CHIETI. La prefettura annulla oltre 200 multe per la zona a traffico limitato (ztl) di via Toppi. Venti commercianti e residenti, assistiti dall’avvocato Alessandro De Iuliis, mandano al tappeto il Comune: i ricorsi sono stati accolti perché la segnaletica, all’epoca dei fatti, «generava confusione negli utenti della strada». Ora l’ente fa sapere di essersi messo in regola, ma nei prossimi giorni - attraverso provvedimenti analoghi - potrebbe essere cancellata un’altra valanga di contravvenzioni. Sì, perché centinaia di automobilisti sono stati sanzionati nello stesso periodo, ovvero quello che va dall’inizio del 2018 ad aprile. L’ultima decisione della prefettura è arrivata dopo una sentenza pilota del giudice di pace Clementina Settevendemie, depositata a fine ottobre, con cui era stato accolto un ricorso di una residente. Il motivo? «Difetto e carenza della segnaletica tale da non inviare un obbligo chiaro, univoco e inequivocabile all’utente della strada». Dopo aver richiamato la sentenza in questione, il vice prefetto aggiunto Giovanni Giove scrive sull’ordinanza datata 5 dicembre: «Non si rileva, da parte dei ricorrenti, la volontà di trasgredire la norma, tant’è che non risulta che gli stessi l’abbiano più volte violata nel momento in cui hanno compreso la certezza della violazione». Le multe, dunque, vanno annullate «per evidente contradditorietà dei segnali tali da non permettere la comprensione della volontà dell’ente impositore del divieto (ovvero il Comune, ndc) con riferimento agli orari in esso indicati non combacianti con i segnali di preavviso e comunque in relazione ai display luminosi contraddittori».
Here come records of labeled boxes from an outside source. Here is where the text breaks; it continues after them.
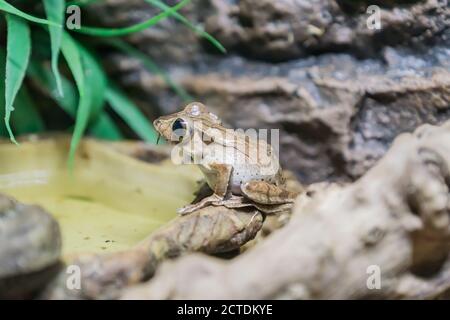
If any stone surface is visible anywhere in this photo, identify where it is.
[0,194,61,298]
[85,0,450,183]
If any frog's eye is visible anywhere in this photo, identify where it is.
[172,118,187,142]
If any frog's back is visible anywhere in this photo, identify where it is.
[200,140,281,194]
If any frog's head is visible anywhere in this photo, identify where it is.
[153,102,221,144]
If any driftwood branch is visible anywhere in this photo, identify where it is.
[40,207,263,299]
[122,122,450,299]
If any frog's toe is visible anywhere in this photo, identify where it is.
[241,180,296,204]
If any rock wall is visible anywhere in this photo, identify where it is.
[87,0,450,183]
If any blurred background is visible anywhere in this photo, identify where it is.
[0,0,450,183]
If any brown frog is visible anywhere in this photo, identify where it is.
[154,102,297,214]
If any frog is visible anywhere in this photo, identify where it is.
[153,102,298,215]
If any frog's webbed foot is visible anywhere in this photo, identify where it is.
[241,180,297,205]
[177,194,223,216]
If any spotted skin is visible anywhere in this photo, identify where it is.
[154,102,296,214]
«In un primo momento», spiega l’avvocato De Iuliis, «il prefetto aveva rigettato i ricorsi, allineandosi totalmente alla tesi della polizia municipale. Poi però ha modificato il proprio indirizzo, anche alla luce delle sentenze del giudice di pace pronunciate nel frattempo. Di conseguenza, il prefetto ha revocato le ordinanze con cui aveva respinto le richieste di annullamento dei verbali; sono stati invece accolti i ricorsi che si trovavano ancora in istruttoria». Il legale si dice soddisfatto: «Abbiamo avuto la dimostrazione che i provvedimenti errati della pubblica amministrazione possono essere revisionati dall’organo gerarchicamente superiore senza costringere i cittadini ai contenziosi nelle aule di giustizia. La scelta di rivolgersi al prefetto», conclude l’avvocato De Iuliis, «nasce proprio da questa fiducia nelle istituzioni». Per il caso delle ztl, come previsto dal regolamento comunale, è stato istituito un osservatorio composto dal sindaco Umberto Di Primio, dall’assessore alla viabilità Mario Colantonio, dalla comandante della polizia locale Donatella Di Giovanni, dai consiglieri comunali Enrico Raimondi e Nicoletta Di Biase, da un funzionario dell’ufficio traffico e dai rappresentanti degli organi professionali e delle associazioni di categoria. L’obiettivo dell’organismo è analizzare le criticità emerse finora e ascoltare le richieste di residenti e negozianti. Le sentenze del giudice di pace e le recenti ordinanze della prefettura hanno messo in evidenza il pasticcio fatto dal Comune.